授賞式は2カ月後ろ倒しの4月25日開催に 2021年のアカデミー賞はどうなる?

2021年のアカデミー賞はどうなる?

 2021年度の第93回アカデミー賞授賞式は、例年より2カ月遅い4月25日に開催されることが発表された。これまでにもコロナウイルス感染拡大を受けてアカデミー賞の受賞資格などが大幅に変更されてきたが、アカデミー賞を主催する映画科学芸術アカデミー(AMPAS)と放送権を持つABCテレビは2カ月の延期を決定した。オリンピック同様、アカデミー賞授賞式は巨額の放送権料を生み出すコンテンツなので、AMPASとABCが二人三脚で延期日程の選定にあたったとみられる。その上、AMPASは数年かけてアカデミー・ミュージアム開館プロジェクトを並走させていて、それら全てを加味した結果が2021年4月25日という日程なのだろう。

 とはいえ、現時点ではアカデミー賞授賞式の日程が変更になったに過ぎず、会場で行うのか、観客を入れるのか、またはスタジオ形式なのかは未定だ。世界の映画関連イベントでは、カンヌ映画祭が実質映画祭を中止し、カンヌ・セレクションのリストを発表した。6月5日に行われた韓国のアカデミー賞とも言われている百想芸術大賞は観客を入れず、候補者が“ソーシャル・ディスタンス”を守りながら広いホールに座る形式で行われた。9月初旬のテルライド映画祭(アメリカ)は開催予定、ヴェネチア映画祭(イタリア)も予定通り開催、作品本数を絞りレッドカーペットを実施予定と発表している。北米最大の映画祭でアカデミー賞に向けた賞レースのスタート地点と言われる9月のトロント映画祭(カナダ)はまだフィジカルとバーチャル両方の可能性を探っている状況だという。ただし、現時点では各国が出入国制限や入国時の検疫を義務付けていて、海外からの参加は相当ハードルが高いと言わざるを得ない。

 アメリカでは、3月初旬から閉鎖していた映画館の営業を5月末より段階を追って再開している。まだ全てのビジネスが再開しているわけではないロサンゼルス市の劇場では、7月中旬から徐々に劇場を開けていく方針がとられている。米シネコン大手のAMCグループは、7月15日より約450館で劇場営業を再開。7月24日の『ムーラン』、7月31日の『TENET テネット』公開までには、ほぼ全館で営業を再開する予定だ。再開当初は劇場キャパシティの25%~30%の客入れとし、徐々に稼働率を上げていく。9月第1週のレイバーデイまでに50%、11月末の感謝祭には100%まで上げていきたいとしている。2020年6月現在、アメリカで今年公開された映画本数は262本。2019年度が909本なので、約28%の作品しか公開されていないことになる(参考:https://www.boxofficemojo.com/year/?ref_=bo_nb_ml_secondarytab)。
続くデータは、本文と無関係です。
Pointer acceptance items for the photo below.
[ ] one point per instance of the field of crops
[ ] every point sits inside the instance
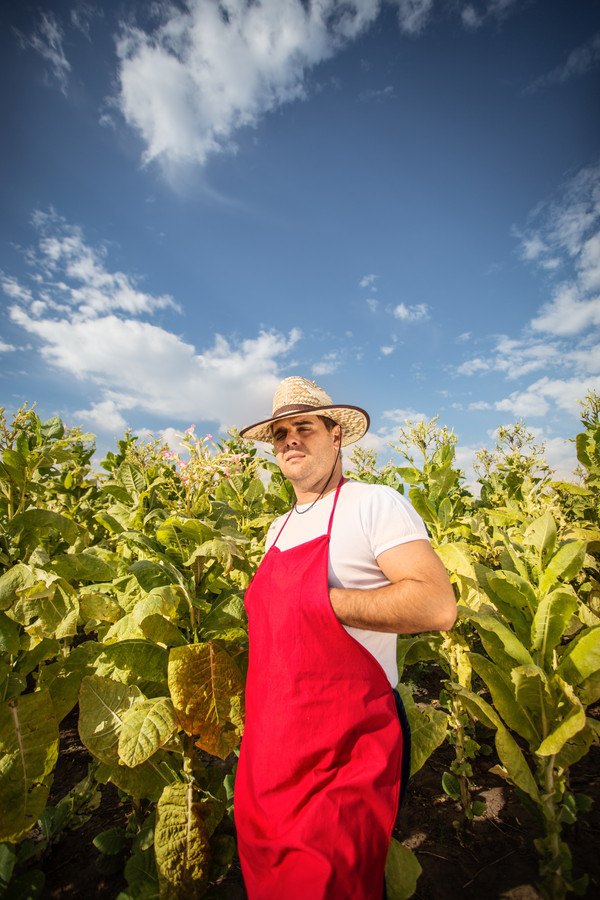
(121, 610)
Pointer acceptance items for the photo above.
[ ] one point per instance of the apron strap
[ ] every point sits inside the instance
(337, 493)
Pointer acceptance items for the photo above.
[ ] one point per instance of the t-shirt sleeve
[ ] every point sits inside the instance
(391, 520)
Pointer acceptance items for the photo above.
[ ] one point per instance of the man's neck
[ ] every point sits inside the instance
(309, 494)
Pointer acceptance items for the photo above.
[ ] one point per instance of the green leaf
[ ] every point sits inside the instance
(402, 871)
(564, 565)
(207, 690)
(35, 525)
(428, 728)
(146, 727)
(132, 478)
(504, 698)
(515, 767)
(572, 723)
(541, 535)
(500, 642)
(10, 636)
(551, 620)
(151, 575)
(144, 782)
(133, 662)
(181, 843)
(102, 707)
(111, 842)
(16, 578)
(28, 754)
(85, 566)
(582, 657)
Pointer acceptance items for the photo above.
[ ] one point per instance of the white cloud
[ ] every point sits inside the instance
(567, 314)
(89, 326)
(535, 400)
(472, 366)
(103, 417)
(413, 14)
(47, 40)
(578, 62)
(330, 363)
(368, 281)
(210, 69)
(415, 313)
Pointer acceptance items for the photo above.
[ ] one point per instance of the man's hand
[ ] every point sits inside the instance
(419, 598)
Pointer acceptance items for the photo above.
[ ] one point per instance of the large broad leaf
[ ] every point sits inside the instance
(133, 662)
(582, 657)
(514, 765)
(504, 699)
(402, 871)
(63, 678)
(564, 565)
(541, 534)
(550, 622)
(102, 707)
(534, 697)
(500, 642)
(12, 581)
(10, 636)
(181, 844)
(28, 753)
(572, 722)
(35, 525)
(85, 566)
(146, 727)
(53, 614)
(207, 691)
(428, 728)
(144, 782)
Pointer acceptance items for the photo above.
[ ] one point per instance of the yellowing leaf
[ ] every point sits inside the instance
(206, 686)
(146, 727)
(181, 844)
(28, 754)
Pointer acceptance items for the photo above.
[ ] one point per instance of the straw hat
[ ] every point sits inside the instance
(295, 396)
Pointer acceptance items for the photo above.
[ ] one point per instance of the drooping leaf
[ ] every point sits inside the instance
(144, 782)
(102, 707)
(551, 620)
(85, 566)
(181, 843)
(146, 727)
(564, 565)
(541, 534)
(582, 657)
(133, 661)
(206, 685)
(573, 721)
(500, 642)
(28, 754)
(504, 698)
(402, 871)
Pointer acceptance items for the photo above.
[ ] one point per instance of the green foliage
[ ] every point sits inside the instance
(123, 591)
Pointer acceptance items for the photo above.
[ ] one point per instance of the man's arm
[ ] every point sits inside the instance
(419, 598)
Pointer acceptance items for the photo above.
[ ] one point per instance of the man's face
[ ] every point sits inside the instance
(305, 450)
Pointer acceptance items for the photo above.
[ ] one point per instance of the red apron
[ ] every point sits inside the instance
(317, 785)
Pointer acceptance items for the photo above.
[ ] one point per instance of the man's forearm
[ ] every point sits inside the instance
(406, 607)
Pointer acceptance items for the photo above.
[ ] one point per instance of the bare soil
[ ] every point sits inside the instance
(495, 859)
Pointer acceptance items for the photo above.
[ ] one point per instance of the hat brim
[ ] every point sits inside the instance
(353, 420)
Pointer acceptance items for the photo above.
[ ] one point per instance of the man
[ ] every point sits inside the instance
(348, 569)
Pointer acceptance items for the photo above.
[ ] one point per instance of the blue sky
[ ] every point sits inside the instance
(400, 199)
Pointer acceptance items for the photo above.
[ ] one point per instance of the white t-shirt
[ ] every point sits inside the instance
(368, 519)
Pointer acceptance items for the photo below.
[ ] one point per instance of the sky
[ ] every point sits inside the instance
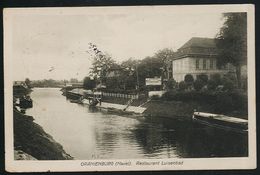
(52, 43)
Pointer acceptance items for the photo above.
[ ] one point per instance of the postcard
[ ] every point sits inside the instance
(130, 88)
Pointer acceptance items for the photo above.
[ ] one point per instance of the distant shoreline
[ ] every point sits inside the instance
(32, 142)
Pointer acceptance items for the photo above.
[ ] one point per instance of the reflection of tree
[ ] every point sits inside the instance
(189, 140)
(106, 137)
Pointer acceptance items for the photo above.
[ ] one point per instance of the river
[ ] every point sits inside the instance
(93, 134)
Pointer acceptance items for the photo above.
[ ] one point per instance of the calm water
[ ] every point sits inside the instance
(91, 134)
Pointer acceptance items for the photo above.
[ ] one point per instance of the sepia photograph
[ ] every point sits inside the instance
(129, 88)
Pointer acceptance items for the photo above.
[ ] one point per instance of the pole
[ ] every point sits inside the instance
(137, 76)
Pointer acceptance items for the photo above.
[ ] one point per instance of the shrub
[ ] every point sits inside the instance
(182, 86)
(171, 84)
(203, 77)
(216, 78)
(212, 85)
(198, 84)
(229, 85)
(189, 79)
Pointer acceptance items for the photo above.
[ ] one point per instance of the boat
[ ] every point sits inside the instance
(221, 121)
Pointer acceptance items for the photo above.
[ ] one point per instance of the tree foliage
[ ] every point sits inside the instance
(89, 83)
(101, 62)
(28, 82)
(232, 42)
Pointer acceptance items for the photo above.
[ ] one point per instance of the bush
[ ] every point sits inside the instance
(189, 79)
(203, 77)
(198, 84)
(216, 78)
(229, 85)
(182, 86)
(171, 84)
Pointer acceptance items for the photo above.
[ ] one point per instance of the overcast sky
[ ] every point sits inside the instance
(58, 38)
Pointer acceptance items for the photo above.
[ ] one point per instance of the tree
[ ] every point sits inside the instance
(189, 79)
(182, 86)
(165, 56)
(88, 83)
(204, 78)
(28, 82)
(231, 42)
(101, 62)
(171, 84)
(198, 84)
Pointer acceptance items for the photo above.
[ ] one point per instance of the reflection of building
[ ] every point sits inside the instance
(195, 57)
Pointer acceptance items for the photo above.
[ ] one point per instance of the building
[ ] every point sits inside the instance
(195, 57)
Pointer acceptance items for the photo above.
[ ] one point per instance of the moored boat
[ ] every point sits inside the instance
(221, 121)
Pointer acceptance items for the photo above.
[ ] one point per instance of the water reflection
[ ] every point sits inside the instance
(90, 133)
(190, 140)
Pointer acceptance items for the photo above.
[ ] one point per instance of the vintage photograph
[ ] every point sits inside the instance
(155, 84)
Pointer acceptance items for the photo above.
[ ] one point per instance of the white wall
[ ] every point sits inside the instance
(187, 65)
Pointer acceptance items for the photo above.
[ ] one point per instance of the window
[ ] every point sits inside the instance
(211, 63)
(197, 64)
(204, 63)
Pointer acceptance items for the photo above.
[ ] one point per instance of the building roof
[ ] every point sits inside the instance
(200, 42)
(197, 47)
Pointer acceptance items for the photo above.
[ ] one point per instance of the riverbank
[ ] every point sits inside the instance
(184, 110)
(32, 142)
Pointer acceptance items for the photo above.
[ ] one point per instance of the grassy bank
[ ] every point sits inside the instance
(31, 139)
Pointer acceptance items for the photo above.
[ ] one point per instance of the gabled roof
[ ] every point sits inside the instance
(200, 42)
(197, 47)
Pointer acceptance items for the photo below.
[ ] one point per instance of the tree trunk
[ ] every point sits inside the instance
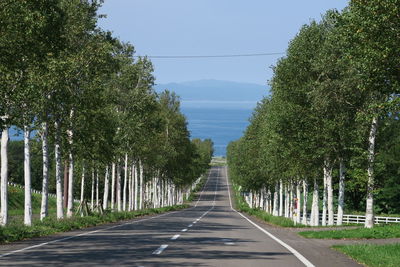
(92, 193)
(135, 193)
(106, 189)
(315, 209)
(65, 184)
(112, 186)
(342, 170)
(328, 174)
(130, 188)
(141, 186)
(70, 208)
(57, 152)
(324, 200)
(27, 178)
(125, 182)
(83, 182)
(280, 198)
(4, 176)
(45, 185)
(305, 198)
(286, 195)
(276, 208)
(298, 202)
(118, 184)
(97, 188)
(369, 213)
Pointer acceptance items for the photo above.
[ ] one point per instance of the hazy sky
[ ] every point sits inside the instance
(211, 27)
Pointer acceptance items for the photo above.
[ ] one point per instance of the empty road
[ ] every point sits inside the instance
(210, 233)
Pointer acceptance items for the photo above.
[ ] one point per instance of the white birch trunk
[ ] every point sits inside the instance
(97, 188)
(276, 208)
(298, 203)
(280, 198)
(131, 188)
(106, 189)
(45, 183)
(342, 170)
(305, 198)
(70, 206)
(136, 188)
(369, 212)
(286, 195)
(57, 152)
(315, 208)
(328, 170)
(27, 178)
(92, 193)
(83, 182)
(112, 186)
(290, 215)
(141, 186)
(125, 183)
(118, 184)
(269, 201)
(324, 200)
(4, 176)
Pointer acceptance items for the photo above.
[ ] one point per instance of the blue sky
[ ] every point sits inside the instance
(211, 27)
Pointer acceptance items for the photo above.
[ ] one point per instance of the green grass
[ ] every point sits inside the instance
(18, 231)
(241, 205)
(373, 255)
(382, 231)
(16, 202)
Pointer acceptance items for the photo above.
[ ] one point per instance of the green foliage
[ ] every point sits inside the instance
(373, 255)
(337, 75)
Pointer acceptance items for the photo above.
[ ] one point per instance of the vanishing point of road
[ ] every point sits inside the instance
(210, 233)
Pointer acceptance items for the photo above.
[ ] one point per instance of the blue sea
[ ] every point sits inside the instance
(221, 121)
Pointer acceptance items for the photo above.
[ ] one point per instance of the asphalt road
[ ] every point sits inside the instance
(209, 234)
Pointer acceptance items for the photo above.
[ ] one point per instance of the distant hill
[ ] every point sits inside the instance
(215, 90)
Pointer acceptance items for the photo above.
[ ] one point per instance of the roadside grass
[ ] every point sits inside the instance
(242, 206)
(16, 202)
(373, 255)
(49, 226)
(380, 231)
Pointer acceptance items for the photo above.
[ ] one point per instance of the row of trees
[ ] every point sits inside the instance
(92, 105)
(334, 104)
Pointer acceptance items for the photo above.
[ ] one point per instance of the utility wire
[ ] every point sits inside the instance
(216, 56)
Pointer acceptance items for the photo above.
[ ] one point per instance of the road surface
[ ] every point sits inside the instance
(210, 233)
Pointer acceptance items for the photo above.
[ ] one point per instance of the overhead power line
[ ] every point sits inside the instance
(216, 56)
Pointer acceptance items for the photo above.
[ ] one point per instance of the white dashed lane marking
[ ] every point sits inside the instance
(160, 249)
(175, 237)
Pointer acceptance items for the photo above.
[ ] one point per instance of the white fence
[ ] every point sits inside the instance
(360, 219)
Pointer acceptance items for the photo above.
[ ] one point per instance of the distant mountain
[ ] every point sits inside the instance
(215, 90)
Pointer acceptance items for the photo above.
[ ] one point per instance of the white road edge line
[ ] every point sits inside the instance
(160, 249)
(295, 252)
(175, 237)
 授賞式延期に先立って発表された出品資格の緩和策では、当該年度末(12月31日)までに公開を2021年2月28日までに延長し、2020年に失われた3カ月後ろ倒しにした。また、州政府が設定したガイドラインに基づき、劇場が再開されるまでの期間にオンラインで配給された作品に関しても出品資格を与えるとしているが、AMPASはまだ期日の発表をしていない。投票権を持つAMPAS会員向けの試写もオンラインで行い、来年以降はDVDやブルーレイでの試写を取りやめる。コロナ禍を受け、各メジャースタジオの収支の屋台骨となるテントポール作品は2021年度以降に公開日を大幅に延期した作品も多く、映画の公開だけでなく制作も行うインディペンデント系映画会社は資金面でも窮地に立たされている。3月以降世界中で映画の制作がストップしているため、6月からようやく撮影再開の目処が立ってきたところで、制作体制の遅れを3カ月で取り戻せるとは思えない。そして、2022年度以降の出品資格は例年通り年末に戻すとわずか9カ月の間に公開された作品しか資格を得ないことになる。この誤差をどう調整するのか、問題は山積みのままだ。

 今年2月に行われた第92回アカデミー賞の作品賞、脚本賞、監督賞、海外長編賞の4部門を受賞した『パラサイト 半地下の家族』(ポン・ジュノ監督)は昨年5月のカンヌ映画祭でパルムドールを受賞し、9月のトロント映画祭を経て全米公開された。ホアキン・フェニックスが主演男優賞を受賞した『ジョーカー』は9月のヴェネチア映画祭、ブラッド・ピットが助演男優賞を受賞した『ワンス・アポン・ア・タイム・イン・ハリウッド』がカンヌ、レネー・ゼルウィガーが主演女優賞を受賞した『ジュディ 虹の彼方へ』は8月のテルライド映画祭、ローラ・ダーンが助演女優賞を受賞した『マリッジ・ストーリー』もヴェネチア、脚色賞の『ジョジョ・ラビット』が9月のトロント映画祭と、多くの部門の受賞作品は春~秋にかけて世界各地で行われた映画祭でプレミアを行い評判を高め、オスカー戦線に乗り込んだ。例年12月末の締め切り間近にロサンゼルスとNYで限定公開を行い、投票者にフレッシュな印象を残すマーケティングを行う作品も多いが、2020年度の流れとしては各映画祭から息の長いキャンペーンを行った作品に勝敗が挙がった。だが、2021年度に関しては映画祭の開催や出席状況も見通しが立たないため、キャンペーン担当者は頭を悩ませていることだろう。